We leave the world of Collateral with Westbourne free and escaping the UK. David leaves Karen for the final time, as well as his job it would seem. Jane sits alone in her church, having chosen her faith over her forbidden relationship with Linh. Bilk taps away on paperwork, feeling like he’s ostracized from the other officers. Mikey serves up pizzas as if nothing ever happened in the first place. Fatima and Mona are rushed to hospital as she goes into labour – Asif’s child is born a British citizen after all. Glaspie calls her husband to say she’s coming home. “Did you get what you wanted?”, he asks. “I came close” she replies.
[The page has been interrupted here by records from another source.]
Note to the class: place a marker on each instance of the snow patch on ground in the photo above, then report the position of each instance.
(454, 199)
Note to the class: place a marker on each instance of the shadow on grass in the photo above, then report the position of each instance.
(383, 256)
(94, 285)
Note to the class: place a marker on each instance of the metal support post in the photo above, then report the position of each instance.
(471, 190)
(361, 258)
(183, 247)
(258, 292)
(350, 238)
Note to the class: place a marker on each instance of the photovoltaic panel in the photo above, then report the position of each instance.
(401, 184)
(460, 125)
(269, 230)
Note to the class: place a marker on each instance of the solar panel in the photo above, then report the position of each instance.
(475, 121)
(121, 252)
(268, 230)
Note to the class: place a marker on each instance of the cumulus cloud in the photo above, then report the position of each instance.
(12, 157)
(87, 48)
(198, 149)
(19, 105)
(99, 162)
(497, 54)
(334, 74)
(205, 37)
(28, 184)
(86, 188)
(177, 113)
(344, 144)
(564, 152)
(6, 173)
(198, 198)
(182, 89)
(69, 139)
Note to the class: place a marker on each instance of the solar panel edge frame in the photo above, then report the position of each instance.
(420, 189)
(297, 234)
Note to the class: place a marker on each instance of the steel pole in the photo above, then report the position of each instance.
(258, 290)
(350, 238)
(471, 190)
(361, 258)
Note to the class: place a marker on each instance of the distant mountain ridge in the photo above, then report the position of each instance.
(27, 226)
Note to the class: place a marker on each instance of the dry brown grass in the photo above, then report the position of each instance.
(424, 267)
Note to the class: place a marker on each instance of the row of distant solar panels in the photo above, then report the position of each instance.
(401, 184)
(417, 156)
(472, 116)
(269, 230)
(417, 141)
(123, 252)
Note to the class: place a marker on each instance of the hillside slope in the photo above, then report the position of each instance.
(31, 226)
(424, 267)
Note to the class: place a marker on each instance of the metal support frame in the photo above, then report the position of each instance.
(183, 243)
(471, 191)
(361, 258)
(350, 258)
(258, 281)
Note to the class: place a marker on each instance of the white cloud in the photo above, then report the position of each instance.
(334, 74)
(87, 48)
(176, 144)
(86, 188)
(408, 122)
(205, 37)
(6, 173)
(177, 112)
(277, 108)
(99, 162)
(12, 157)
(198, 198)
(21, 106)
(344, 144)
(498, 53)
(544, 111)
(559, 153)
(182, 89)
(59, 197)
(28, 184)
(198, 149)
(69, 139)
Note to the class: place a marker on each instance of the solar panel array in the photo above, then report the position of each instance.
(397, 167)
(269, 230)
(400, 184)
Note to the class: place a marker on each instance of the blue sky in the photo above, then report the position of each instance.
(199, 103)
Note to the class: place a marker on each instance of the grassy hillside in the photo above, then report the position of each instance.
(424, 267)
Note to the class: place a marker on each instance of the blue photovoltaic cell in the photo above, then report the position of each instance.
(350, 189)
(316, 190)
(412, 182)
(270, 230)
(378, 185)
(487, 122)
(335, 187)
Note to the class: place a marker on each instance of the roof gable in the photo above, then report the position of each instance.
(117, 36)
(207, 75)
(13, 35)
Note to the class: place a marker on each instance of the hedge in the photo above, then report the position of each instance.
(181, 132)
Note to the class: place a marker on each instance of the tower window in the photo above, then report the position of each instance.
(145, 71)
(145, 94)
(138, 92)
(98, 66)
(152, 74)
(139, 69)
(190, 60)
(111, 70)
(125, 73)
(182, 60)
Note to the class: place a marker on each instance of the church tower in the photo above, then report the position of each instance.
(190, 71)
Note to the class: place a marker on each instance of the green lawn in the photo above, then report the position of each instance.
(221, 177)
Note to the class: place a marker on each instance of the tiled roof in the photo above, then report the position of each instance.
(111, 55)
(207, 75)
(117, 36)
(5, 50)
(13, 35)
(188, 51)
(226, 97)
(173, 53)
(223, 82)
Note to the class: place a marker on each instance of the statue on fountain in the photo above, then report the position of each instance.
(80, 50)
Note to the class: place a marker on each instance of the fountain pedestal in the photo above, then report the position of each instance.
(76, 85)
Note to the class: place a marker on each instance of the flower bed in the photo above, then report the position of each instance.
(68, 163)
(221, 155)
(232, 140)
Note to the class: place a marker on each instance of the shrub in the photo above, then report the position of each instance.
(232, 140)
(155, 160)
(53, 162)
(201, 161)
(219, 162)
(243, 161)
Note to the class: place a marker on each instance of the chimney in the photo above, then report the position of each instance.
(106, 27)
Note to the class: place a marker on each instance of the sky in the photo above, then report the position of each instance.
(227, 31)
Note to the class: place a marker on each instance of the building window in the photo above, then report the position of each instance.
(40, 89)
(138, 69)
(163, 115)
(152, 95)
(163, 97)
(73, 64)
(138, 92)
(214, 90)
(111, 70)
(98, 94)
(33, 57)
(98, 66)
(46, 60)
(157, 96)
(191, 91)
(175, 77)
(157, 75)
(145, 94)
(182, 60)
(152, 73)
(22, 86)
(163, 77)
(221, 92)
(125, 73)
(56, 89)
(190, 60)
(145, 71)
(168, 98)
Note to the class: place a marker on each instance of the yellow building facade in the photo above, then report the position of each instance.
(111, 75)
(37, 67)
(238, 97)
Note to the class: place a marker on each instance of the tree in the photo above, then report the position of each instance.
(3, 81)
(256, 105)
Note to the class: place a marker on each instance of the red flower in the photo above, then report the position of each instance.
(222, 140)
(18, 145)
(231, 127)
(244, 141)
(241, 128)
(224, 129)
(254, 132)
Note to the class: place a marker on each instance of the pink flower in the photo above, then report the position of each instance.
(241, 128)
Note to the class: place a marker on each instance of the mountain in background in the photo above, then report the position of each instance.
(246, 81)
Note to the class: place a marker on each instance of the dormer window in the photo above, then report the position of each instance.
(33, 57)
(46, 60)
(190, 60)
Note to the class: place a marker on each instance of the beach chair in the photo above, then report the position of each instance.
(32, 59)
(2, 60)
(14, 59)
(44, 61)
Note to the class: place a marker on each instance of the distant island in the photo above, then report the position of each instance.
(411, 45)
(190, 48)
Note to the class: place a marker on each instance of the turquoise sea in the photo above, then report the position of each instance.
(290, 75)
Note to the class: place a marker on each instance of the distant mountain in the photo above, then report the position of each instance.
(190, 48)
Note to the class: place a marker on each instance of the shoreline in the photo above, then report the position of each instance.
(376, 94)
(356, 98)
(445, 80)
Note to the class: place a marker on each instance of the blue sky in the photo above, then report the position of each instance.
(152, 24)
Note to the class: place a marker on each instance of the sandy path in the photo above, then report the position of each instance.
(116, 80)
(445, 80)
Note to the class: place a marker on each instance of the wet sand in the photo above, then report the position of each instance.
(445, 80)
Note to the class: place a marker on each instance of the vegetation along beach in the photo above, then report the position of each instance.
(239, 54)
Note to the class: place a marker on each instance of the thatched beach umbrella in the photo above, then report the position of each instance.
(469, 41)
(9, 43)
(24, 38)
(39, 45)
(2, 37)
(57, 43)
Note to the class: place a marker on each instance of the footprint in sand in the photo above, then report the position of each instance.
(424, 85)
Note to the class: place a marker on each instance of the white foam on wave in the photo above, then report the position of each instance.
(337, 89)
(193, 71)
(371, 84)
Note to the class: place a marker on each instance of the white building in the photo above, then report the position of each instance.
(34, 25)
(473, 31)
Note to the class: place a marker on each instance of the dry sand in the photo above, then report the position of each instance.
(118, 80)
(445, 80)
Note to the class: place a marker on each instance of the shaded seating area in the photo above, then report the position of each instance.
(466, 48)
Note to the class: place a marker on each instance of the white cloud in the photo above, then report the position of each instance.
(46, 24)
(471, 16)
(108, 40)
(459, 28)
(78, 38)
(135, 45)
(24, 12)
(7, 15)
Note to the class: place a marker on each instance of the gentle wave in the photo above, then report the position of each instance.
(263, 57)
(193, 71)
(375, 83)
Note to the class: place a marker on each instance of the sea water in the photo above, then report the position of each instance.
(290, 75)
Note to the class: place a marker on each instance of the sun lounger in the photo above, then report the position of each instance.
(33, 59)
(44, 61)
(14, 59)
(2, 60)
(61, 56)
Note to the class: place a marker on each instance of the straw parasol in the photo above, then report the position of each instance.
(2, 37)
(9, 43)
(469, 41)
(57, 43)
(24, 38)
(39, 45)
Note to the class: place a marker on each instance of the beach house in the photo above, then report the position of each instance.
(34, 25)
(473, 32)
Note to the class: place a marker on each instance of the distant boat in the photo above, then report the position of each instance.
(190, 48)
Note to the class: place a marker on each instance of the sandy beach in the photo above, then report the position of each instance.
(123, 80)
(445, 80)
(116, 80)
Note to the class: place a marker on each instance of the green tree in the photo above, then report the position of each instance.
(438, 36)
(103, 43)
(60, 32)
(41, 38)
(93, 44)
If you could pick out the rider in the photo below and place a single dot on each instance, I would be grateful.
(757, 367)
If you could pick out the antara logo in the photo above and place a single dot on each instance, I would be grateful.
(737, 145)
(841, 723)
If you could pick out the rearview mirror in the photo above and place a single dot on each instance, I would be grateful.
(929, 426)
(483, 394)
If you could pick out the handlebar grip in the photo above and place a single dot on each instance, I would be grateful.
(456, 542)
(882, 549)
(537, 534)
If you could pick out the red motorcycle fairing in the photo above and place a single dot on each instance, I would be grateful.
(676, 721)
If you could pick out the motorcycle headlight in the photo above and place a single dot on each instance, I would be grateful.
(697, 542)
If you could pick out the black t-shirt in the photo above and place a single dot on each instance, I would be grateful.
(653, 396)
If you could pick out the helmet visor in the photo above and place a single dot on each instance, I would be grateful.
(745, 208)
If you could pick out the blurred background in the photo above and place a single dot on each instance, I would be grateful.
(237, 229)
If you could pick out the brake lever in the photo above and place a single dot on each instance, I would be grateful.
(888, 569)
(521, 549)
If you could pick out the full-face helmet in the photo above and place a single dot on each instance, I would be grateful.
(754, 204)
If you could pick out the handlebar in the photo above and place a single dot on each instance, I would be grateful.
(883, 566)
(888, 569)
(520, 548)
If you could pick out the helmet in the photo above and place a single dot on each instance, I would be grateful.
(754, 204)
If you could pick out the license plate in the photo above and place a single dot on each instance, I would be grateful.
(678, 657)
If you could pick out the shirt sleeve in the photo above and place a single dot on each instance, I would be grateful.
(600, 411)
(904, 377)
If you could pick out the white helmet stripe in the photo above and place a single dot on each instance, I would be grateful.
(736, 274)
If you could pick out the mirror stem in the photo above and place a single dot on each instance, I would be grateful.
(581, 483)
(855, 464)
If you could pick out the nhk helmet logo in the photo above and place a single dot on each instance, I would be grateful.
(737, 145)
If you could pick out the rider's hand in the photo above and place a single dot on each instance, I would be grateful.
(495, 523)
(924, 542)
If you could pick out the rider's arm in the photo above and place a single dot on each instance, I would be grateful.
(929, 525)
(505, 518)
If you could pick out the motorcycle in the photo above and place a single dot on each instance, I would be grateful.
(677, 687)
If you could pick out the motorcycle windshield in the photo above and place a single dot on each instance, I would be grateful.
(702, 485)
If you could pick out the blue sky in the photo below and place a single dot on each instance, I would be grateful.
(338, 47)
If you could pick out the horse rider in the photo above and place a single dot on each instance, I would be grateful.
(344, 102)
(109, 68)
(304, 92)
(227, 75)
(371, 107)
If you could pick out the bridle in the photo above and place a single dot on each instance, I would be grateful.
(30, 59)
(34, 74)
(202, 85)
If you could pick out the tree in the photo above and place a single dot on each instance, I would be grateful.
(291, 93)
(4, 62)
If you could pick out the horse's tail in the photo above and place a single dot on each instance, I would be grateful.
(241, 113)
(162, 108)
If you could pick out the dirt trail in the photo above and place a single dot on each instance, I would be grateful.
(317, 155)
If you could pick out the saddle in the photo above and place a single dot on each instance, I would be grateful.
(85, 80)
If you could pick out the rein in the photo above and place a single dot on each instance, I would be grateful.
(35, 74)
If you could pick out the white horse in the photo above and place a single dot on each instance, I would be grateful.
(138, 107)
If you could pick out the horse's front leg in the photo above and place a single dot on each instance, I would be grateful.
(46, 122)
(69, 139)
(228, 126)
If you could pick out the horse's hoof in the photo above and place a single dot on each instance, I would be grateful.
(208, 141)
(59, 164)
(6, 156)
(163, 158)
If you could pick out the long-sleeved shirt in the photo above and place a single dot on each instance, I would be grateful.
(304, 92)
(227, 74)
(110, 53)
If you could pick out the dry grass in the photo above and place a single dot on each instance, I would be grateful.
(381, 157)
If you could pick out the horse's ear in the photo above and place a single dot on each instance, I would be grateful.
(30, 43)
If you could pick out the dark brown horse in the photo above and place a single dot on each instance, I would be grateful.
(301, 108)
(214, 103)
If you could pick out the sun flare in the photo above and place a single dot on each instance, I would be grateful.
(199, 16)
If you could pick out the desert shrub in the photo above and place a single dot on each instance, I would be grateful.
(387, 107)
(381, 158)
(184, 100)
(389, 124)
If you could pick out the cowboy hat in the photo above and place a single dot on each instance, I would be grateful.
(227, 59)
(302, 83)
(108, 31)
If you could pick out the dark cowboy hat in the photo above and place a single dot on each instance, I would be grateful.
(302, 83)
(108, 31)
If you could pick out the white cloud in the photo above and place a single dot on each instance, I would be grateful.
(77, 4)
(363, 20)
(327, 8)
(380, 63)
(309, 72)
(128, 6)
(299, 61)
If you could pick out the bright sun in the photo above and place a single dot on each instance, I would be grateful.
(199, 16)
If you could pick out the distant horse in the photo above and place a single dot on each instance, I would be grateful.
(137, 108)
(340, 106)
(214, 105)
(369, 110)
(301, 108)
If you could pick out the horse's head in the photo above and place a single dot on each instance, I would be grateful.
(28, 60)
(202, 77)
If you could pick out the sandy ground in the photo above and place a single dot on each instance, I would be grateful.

It was a rocket-fueled ride to the finish line for this final episode, and one which you could argue might benefit even further from a secondary binge watch on a weekend to keep tabs on all the moving parts and characters through to the end. Ultimately, it was the procedural which won out over the politics in that this final episode had arguably the most room to breathe for pure plot and was all the better for it. Whether Hare’s commentary on the state of the nation brought anything new to the general discussion is debatable, but the milieu he created certainly coloured the show with an array of interesting characters (some more believable than others). Overall the show could have spent more time with its two female leads as both Carey Mulligan and Jeany Spark were incredible in their opposite roles, and certainly Sandrine’s fate left a bitter taste for someone so clearly damaged without further dramatic exploration. A second season with Mulligan’s brilliantly-played Glaspie on another equally topical case would surely be welcome.